# Re: st: Median test & ANOVA with sampling weights

 From Steven Samuels To statalist@hsphsun2.harvard.edu Subject Re: st: Median test & ANOVA with sampling weights Date Fri, 19 Sep 2008 14:11:24 -0400

hafida--

You've given us very little information about your survey sample and its design. More would have been helpful.

You appear to be misusing the terms "sample" and "population". A "population" is the larger group of people represented by the sample; statistics for a population are known from outside sources such as a census. For example, in the U.S. a sample of 1500 people might represent the population of millions. What you are calling "sample" and "population" appear to be, respectively, one subgroup of a sample (those with dmstat=1) and the entire sample.

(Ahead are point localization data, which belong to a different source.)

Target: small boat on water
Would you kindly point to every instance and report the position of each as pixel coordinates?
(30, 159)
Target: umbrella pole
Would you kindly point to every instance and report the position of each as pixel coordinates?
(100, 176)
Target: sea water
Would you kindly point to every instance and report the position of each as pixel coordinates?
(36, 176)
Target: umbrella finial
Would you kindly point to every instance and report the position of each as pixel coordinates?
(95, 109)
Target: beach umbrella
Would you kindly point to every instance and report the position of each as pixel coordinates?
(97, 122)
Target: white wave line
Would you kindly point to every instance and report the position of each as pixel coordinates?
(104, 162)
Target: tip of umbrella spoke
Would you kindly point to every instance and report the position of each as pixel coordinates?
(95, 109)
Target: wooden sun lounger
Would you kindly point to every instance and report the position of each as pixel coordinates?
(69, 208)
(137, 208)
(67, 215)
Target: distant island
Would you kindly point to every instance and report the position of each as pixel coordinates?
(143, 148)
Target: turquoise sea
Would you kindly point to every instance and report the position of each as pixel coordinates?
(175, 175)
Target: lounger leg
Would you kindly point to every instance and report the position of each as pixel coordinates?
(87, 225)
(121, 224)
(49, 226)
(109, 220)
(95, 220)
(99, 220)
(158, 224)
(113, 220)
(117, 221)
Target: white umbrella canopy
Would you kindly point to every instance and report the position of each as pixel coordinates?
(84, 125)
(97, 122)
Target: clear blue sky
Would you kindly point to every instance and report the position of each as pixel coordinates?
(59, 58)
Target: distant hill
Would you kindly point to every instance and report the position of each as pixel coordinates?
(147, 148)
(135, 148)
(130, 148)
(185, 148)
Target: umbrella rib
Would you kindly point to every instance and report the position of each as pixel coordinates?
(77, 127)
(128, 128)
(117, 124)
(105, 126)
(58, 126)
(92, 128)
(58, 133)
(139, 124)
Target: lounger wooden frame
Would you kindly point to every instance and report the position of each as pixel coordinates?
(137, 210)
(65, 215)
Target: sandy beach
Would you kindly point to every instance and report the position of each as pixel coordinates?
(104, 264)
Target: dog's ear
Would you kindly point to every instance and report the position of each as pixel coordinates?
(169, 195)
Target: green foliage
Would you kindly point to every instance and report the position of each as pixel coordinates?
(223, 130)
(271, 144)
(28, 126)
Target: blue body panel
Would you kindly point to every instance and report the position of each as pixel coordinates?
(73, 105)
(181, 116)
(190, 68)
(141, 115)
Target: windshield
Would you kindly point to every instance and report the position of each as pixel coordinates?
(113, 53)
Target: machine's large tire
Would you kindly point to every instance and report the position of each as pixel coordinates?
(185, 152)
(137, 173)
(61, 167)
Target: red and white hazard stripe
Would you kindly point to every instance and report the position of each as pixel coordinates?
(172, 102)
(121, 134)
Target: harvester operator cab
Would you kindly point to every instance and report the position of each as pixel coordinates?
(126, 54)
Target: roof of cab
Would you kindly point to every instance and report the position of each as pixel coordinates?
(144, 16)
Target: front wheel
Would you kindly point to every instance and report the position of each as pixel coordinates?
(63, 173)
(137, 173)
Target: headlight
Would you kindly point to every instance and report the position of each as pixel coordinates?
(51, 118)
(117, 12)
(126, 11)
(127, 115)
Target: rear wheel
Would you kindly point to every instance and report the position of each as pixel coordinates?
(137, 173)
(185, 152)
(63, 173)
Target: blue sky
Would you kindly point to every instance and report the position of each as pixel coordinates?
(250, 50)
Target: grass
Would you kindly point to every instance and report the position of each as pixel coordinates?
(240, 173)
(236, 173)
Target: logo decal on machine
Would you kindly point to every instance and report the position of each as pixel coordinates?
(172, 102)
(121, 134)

The proper way to compare one subgroup to the whole group is to compare the subgroup to the others. So, form two groups: group = 1 if dmstat =1 and group = 2 if dmstat is not 1 (the rest of the sample).

-pctile- will estimate weighted medians, but the CI's will not be correct, for they assume independent observations. To proceed, you must know the sampling design, including cluster and stratum information. The program -cendif- by Roger Newson (-findit cendif-) will estimate differences in the medians and accommodates sampling weights and clustering. The sign test, in contrast, is for a set of paired independent observations, not for any list of paired numbers.

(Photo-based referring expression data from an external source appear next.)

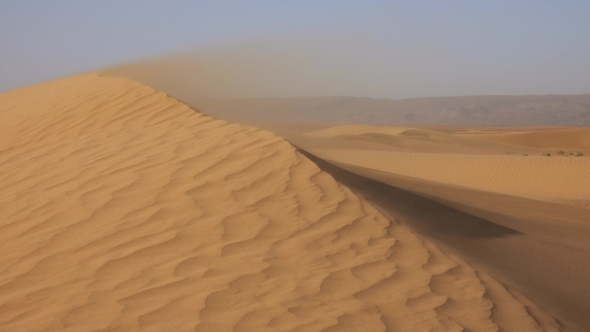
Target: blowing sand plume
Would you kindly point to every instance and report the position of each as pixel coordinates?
(124, 209)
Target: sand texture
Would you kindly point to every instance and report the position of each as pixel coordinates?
(123, 209)
(486, 194)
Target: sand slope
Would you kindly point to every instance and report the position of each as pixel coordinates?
(577, 138)
(124, 209)
(532, 176)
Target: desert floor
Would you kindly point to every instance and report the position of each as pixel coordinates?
(124, 209)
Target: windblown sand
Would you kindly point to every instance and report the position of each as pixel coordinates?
(123, 209)
(507, 163)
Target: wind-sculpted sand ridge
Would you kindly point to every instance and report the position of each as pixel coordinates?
(531, 176)
(124, 209)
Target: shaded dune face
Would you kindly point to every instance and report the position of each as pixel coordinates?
(123, 209)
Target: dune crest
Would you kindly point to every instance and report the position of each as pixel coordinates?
(124, 209)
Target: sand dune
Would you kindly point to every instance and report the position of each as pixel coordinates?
(576, 138)
(124, 209)
(532, 176)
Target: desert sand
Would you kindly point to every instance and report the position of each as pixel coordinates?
(487, 194)
(124, 209)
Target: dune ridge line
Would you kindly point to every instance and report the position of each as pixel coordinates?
(124, 209)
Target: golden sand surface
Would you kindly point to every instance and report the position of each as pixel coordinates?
(124, 209)
(511, 201)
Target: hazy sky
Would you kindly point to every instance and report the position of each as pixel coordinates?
(391, 49)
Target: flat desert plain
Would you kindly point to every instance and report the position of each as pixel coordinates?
(124, 209)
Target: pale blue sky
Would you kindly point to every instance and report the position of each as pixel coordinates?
(391, 48)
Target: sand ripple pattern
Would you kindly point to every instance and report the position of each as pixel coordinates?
(123, 209)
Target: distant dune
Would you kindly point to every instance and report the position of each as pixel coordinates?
(124, 209)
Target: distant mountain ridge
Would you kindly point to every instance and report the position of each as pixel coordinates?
(542, 110)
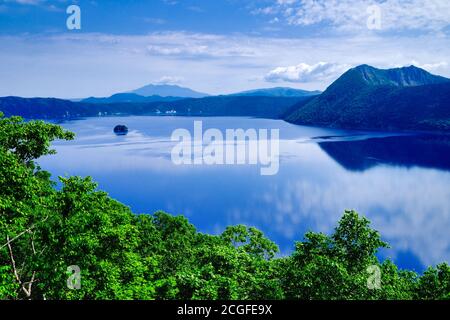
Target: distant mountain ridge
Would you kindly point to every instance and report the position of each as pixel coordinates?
(129, 98)
(277, 92)
(58, 109)
(167, 90)
(365, 97)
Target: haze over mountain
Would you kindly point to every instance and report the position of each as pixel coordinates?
(129, 98)
(168, 90)
(365, 97)
(58, 109)
(277, 92)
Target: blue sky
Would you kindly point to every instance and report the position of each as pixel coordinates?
(214, 46)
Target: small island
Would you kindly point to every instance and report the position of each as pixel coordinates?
(121, 130)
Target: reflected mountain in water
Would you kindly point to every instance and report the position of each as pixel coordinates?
(428, 151)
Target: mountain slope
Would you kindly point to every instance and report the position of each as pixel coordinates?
(277, 92)
(166, 90)
(368, 98)
(57, 109)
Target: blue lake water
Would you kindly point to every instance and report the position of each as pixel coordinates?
(401, 182)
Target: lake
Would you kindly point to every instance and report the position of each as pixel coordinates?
(401, 182)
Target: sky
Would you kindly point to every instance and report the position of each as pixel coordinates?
(212, 46)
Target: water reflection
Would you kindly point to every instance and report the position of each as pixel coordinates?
(401, 183)
(428, 151)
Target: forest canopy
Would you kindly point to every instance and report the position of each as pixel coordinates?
(49, 233)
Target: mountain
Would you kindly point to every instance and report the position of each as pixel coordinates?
(58, 109)
(128, 98)
(166, 90)
(365, 97)
(277, 92)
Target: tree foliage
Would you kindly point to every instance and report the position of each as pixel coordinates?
(121, 255)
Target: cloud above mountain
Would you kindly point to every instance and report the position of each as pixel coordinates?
(352, 15)
(304, 72)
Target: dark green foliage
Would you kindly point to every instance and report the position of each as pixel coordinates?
(44, 230)
(368, 98)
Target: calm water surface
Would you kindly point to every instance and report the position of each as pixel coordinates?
(400, 182)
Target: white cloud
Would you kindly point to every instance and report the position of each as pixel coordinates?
(225, 64)
(170, 80)
(304, 72)
(396, 15)
(26, 2)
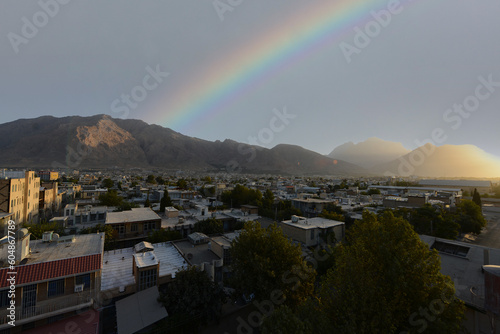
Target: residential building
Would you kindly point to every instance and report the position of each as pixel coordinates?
(134, 224)
(483, 187)
(475, 273)
(50, 199)
(46, 175)
(310, 207)
(133, 269)
(19, 194)
(56, 277)
(312, 231)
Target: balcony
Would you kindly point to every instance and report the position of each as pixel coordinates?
(47, 308)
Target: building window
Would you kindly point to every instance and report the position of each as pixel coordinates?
(4, 298)
(56, 288)
(147, 279)
(83, 279)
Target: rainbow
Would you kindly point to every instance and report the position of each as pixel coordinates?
(294, 39)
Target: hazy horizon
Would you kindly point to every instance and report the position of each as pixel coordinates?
(307, 74)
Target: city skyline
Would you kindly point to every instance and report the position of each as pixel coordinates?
(212, 70)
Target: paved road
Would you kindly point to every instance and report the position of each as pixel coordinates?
(490, 236)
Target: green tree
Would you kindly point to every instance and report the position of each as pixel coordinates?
(265, 261)
(476, 198)
(470, 217)
(192, 296)
(385, 277)
(209, 226)
(165, 201)
(268, 199)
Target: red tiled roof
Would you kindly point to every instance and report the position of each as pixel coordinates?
(48, 270)
(84, 323)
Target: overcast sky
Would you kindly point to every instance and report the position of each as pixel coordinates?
(86, 55)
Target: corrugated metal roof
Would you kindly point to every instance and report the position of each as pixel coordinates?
(44, 271)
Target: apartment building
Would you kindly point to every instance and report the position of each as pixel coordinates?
(20, 195)
(57, 277)
(133, 224)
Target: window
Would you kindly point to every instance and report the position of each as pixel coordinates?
(56, 288)
(147, 279)
(83, 279)
(4, 298)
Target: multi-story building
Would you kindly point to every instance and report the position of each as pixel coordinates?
(310, 231)
(46, 175)
(133, 224)
(19, 194)
(56, 277)
(49, 200)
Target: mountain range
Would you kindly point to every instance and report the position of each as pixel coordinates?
(101, 142)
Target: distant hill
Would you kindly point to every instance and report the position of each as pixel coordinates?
(443, 161)
(101, 141)
(369, 153)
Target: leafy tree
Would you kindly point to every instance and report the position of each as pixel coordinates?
(476, 198)
(193, 296)
(265, 261)
(268, 199)
(163, 235)
(209, 226)
(385, 278)
(470, 217)
(165, 201)
(108, 183)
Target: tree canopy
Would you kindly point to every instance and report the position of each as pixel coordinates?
(192, 296)
(265, 261)
(386, 280)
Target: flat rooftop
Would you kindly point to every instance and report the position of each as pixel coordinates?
(463, 263)
(134, 215)
(316, 222)
(79, 245)
(117, 270)
(199, 253)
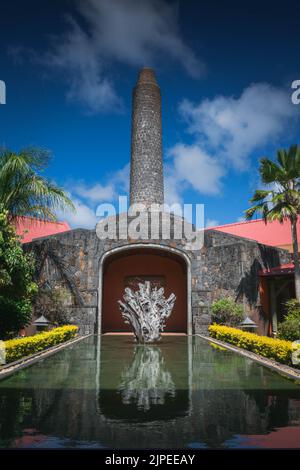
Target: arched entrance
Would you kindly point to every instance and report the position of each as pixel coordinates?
(126, 266)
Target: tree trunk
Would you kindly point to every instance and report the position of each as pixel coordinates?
(296, 259)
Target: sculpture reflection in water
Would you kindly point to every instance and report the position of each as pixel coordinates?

To do ANOVA, you must first -svyset- your data and use -svy: reg-. There is nothing special about -svy: reg-; ust set up the ANOVA as you would do with ordinary -reg-. To compare individual groups to one another, after the regression run -test-, with options -mtest(holm)- or -mtest(sidak)-.

Your post shows that you are fairly new to sampling concepts. Before proceeding, I suggest that you look at a good text; I recommend "Sampling Design and Analysis", by Sharon Lohr. Your faculty may be able to suggest local resources.

-Steve

On Sep 19, 2008, at 7:53 AM, Nur.Hikmayani@studentmail.newcastle.edu.au wrote:

I'm using a survey data and wonder how can I perform a comparison between median in the sample and in the population. Medians were separately obtained using -pctile- or -_pctile-.

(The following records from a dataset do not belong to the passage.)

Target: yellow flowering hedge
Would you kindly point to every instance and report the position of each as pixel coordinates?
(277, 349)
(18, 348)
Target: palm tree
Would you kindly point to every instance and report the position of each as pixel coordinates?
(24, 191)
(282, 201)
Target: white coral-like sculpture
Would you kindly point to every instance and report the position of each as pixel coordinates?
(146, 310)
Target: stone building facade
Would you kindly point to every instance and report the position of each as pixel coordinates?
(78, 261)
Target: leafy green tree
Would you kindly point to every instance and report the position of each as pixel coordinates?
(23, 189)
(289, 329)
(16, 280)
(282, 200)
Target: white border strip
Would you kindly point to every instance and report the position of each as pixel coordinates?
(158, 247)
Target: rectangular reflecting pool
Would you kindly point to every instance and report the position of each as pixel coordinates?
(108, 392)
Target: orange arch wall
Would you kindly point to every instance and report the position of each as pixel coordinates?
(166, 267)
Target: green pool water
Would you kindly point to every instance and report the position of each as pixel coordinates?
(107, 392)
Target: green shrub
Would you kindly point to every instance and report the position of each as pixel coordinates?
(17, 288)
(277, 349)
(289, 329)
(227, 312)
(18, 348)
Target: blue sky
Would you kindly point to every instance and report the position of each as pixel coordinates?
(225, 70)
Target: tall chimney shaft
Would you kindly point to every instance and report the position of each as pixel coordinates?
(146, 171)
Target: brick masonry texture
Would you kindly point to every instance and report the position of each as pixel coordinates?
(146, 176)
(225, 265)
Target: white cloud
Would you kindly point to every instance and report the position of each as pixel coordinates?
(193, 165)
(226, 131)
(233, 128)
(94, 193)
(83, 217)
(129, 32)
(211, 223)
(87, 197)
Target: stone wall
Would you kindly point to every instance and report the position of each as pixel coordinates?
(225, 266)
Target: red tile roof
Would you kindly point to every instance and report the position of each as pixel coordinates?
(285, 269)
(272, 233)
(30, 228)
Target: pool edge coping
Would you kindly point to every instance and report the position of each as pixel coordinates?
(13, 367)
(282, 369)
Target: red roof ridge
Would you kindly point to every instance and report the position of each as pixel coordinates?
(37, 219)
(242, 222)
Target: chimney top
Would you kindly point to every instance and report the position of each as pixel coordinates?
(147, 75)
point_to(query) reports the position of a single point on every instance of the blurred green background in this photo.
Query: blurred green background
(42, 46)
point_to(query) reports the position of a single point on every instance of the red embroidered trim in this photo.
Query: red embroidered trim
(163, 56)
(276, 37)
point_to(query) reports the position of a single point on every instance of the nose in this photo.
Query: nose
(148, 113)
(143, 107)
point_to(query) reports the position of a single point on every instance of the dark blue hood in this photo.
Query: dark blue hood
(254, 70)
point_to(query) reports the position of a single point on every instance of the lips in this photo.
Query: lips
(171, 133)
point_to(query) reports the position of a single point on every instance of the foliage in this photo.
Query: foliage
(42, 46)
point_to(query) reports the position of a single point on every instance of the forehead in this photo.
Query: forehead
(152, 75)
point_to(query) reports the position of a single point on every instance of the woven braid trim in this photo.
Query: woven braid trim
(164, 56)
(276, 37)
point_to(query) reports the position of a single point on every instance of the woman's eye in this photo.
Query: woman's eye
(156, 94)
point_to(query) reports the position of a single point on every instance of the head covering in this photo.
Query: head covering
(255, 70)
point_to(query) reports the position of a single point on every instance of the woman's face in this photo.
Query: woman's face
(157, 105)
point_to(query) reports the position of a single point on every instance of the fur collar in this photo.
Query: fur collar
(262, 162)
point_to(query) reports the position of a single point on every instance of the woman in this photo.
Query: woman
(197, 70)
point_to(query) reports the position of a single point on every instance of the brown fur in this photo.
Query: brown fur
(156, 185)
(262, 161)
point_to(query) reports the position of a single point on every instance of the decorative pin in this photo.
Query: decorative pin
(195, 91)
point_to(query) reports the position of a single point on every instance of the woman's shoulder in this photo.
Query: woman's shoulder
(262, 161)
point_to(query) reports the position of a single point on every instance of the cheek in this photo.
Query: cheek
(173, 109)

. pctile pctGH = o4gh [pw=o1wtarea], nq(4) genp(percent)
. list percent pct in 1/4
+-----------------+
| percent pctGH |
|-----------------|
1. | 25 50 |
2. | 50 67 |
3. | 75 77 |
4. | . . |
+-----------------+

. pctile pctileGH1 = o4gh if dmstat==1 [pw=o1wtarea], nq(4) genp (pctGH1)
. list pctGH1 pctileGH1 in 1/4
+------------------+
| pctGH1 pctileGH1 |
|------------------|
1. | 25 40 |
2. | 50 60 |
3. | 75 72 |
4. | . . |
+------------------+

Should I calculate the difference between each value in the sample and population first and carry out a sign test then? If so, how is sampling weight taken into account? (I mean, can I use weighted median in the population to substract each 'unweighted' value?)

Secondly, is it possible to perform one-way ANOVA with sampling weight, particularly for post-hoc comparison? Using svy: regress did not give enough information.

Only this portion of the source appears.